Nous ne pouvons que voir d’un bon œil la souscription de plusieurs agences gouvernementales à l’égard de tels standards en matière de traitement algorithmique des données. Plusieurs juridictions semblent avoir de la difficulté à déterminer sous quel angle aborder la question de l’utilisation d’algorithmes afin d’automatiser certaines décisions. Le législateur québécois par exemple vient de déposer un projet de loi qui traite de façon anecdotique des décisions prises par des algorithmes dans une vaste réforme des lois en matière de protection des renseignements personnels.

Soulignons toutefois que l’adhésion à la Charte néo-zélandaise est volontaire et que les forces de l’ordre, qui ont récemment fait l’objet de critiques en lien avec l’introduction d’une technologie de reconnaissance faciale sans l’avoir préalblement annoncé, ne figurent toujours pas à la liste des signataires.
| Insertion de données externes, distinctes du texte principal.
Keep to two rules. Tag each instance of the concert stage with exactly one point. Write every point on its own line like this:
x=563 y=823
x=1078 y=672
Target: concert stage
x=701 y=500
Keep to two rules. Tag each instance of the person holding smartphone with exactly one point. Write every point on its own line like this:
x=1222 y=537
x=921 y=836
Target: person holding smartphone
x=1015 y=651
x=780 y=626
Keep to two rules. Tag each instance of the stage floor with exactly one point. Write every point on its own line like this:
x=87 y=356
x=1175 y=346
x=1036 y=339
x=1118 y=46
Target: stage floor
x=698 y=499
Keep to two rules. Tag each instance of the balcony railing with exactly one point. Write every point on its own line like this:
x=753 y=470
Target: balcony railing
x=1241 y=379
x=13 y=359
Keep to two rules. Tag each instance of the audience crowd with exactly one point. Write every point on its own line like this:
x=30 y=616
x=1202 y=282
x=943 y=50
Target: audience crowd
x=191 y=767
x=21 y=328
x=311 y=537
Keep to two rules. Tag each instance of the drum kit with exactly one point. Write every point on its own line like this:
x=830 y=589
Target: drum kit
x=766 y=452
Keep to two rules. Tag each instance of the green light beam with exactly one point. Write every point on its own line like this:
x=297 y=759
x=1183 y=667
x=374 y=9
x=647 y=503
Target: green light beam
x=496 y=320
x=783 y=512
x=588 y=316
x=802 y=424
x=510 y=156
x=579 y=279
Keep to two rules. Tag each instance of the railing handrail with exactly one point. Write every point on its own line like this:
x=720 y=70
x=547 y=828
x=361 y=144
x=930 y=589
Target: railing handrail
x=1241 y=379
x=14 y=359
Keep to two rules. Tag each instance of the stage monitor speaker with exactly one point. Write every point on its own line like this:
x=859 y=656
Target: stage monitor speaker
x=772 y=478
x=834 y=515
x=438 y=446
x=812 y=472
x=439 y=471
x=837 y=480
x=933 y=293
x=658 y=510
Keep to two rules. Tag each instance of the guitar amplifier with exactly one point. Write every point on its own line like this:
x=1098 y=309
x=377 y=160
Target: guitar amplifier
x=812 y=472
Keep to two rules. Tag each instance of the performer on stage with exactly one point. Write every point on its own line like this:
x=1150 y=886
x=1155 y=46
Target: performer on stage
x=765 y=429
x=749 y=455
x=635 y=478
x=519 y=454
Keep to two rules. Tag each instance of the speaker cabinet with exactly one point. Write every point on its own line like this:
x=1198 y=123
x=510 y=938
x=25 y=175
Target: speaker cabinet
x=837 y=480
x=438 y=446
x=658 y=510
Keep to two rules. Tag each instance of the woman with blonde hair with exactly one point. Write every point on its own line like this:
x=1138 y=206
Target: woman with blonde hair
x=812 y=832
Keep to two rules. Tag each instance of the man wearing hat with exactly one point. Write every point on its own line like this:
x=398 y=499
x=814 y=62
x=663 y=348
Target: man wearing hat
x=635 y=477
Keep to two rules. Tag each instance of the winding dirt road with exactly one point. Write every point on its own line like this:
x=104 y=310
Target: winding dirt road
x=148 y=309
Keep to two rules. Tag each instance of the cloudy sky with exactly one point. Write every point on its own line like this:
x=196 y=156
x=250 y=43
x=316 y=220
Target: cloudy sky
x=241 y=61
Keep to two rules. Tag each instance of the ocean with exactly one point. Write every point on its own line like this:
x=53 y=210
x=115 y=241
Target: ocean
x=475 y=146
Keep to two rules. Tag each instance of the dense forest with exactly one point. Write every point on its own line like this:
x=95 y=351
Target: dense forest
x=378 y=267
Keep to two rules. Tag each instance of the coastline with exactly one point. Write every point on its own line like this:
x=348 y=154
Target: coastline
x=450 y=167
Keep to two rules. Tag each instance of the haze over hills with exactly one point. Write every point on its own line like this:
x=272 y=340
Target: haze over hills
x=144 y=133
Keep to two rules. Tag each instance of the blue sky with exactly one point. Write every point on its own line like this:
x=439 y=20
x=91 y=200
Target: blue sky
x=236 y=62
Certes, il reste à voir comment des obligations aussi larges que celles formulées par la Charte vont se répercuter concrètement dans la pratique des autorités administratives. Notons qu’une révision de la Charte visant à assurer que celle-ci rencontre ses objectifs est prévue après une période de 12 mois. En conclusion, il convient de lever notre chapeau à la Nouvelle-Zélande qui semble avoir entendu les appels de ceux et celles qui demandent de freiner les élans de la « gouvernementalité algorithmique ».

Ce contenu a été mis à jour le 13 août 2020 à 17 h 18 min.